認知症のリスクを抑えて予防をするには一体どうすればいいか、それは「よく噛んで脳に刺激を与える」ことです。
歯は、食べ物をすり潰し細かくして飲み込みやすくするという役割だけではありません。
歯の噛み合わせによる刺激が、歯の根元にある歯根膜より脳へと伝達されるのです。
刺激を受けるのは主に記憶力や思考力、意欲力、そして運動や感覚を司る部位であり、これが「脳の活性化」に繋がるのです。

歯の治療やインプラント、入れ歯も重要

本物の歯でないと脳の活性化に繋がらないのかと問われれば、答えは「いいえ」です。
奥歯を削った上でその部分をセメントで修復したマウスによる実験結果では、本物の歯ではないが「正常な歯を持つマウスと同程度の記憶力まで回復した」のです。

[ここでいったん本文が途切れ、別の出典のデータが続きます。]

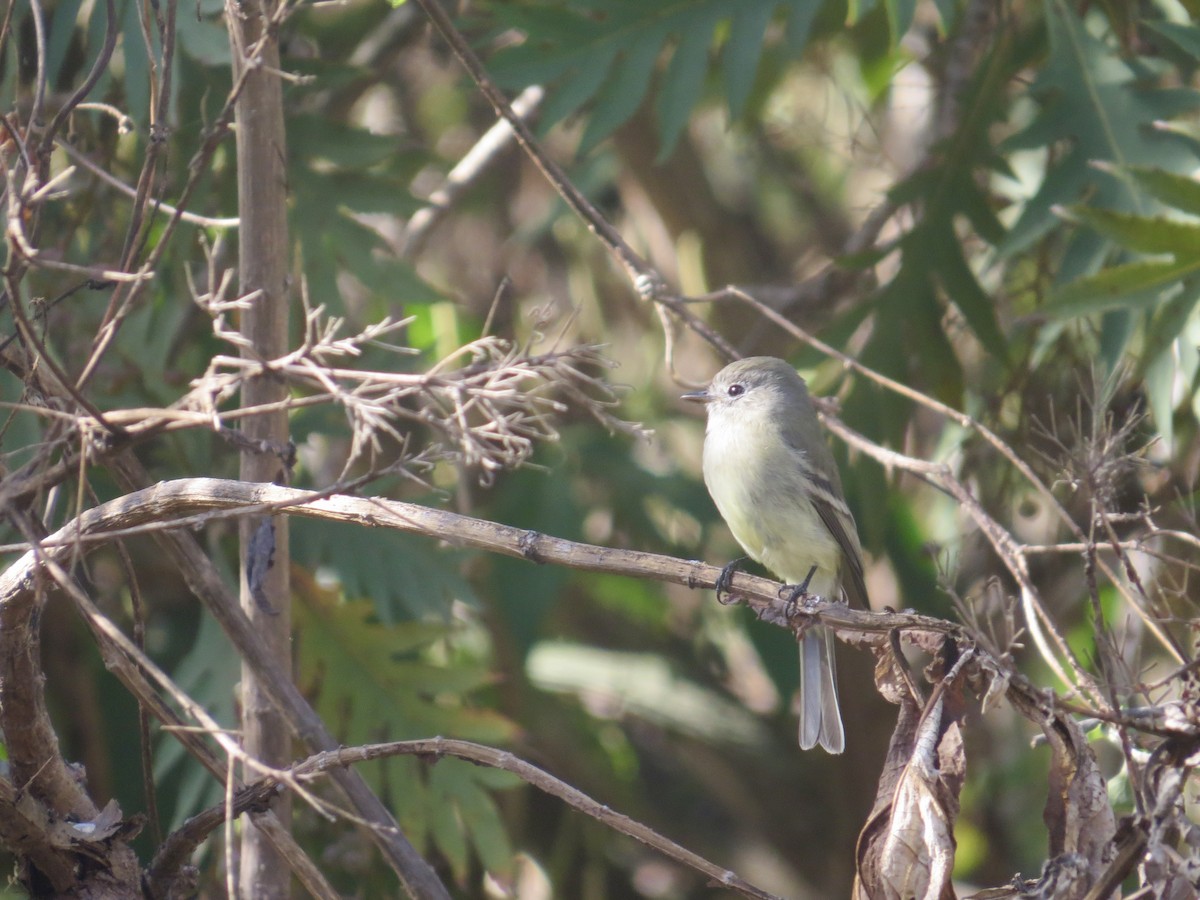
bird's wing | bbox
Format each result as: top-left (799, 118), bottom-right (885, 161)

また、歯の治療をして噛み合わせを正常化するだけではなく、インプラントを入れる、入れ歯を使用するといった場合でも、脳の活性化に繋がります。
つまり本物の歯が抜けてしまい歯根膜を失ってしまっても、元々の歯に代わる物を使用することで十分に認知症リスクを減らせるのです。

認知症の発症リスクを減らす為に大事なのは、「毎日しっかりと噛むこと」です。
噛むという行為を意識的に実行することが、日々脳の活性化につながるのです。
歯のある内に食事やガム等で噛むことを癖づけ、認知症のリスクを低下させましょう。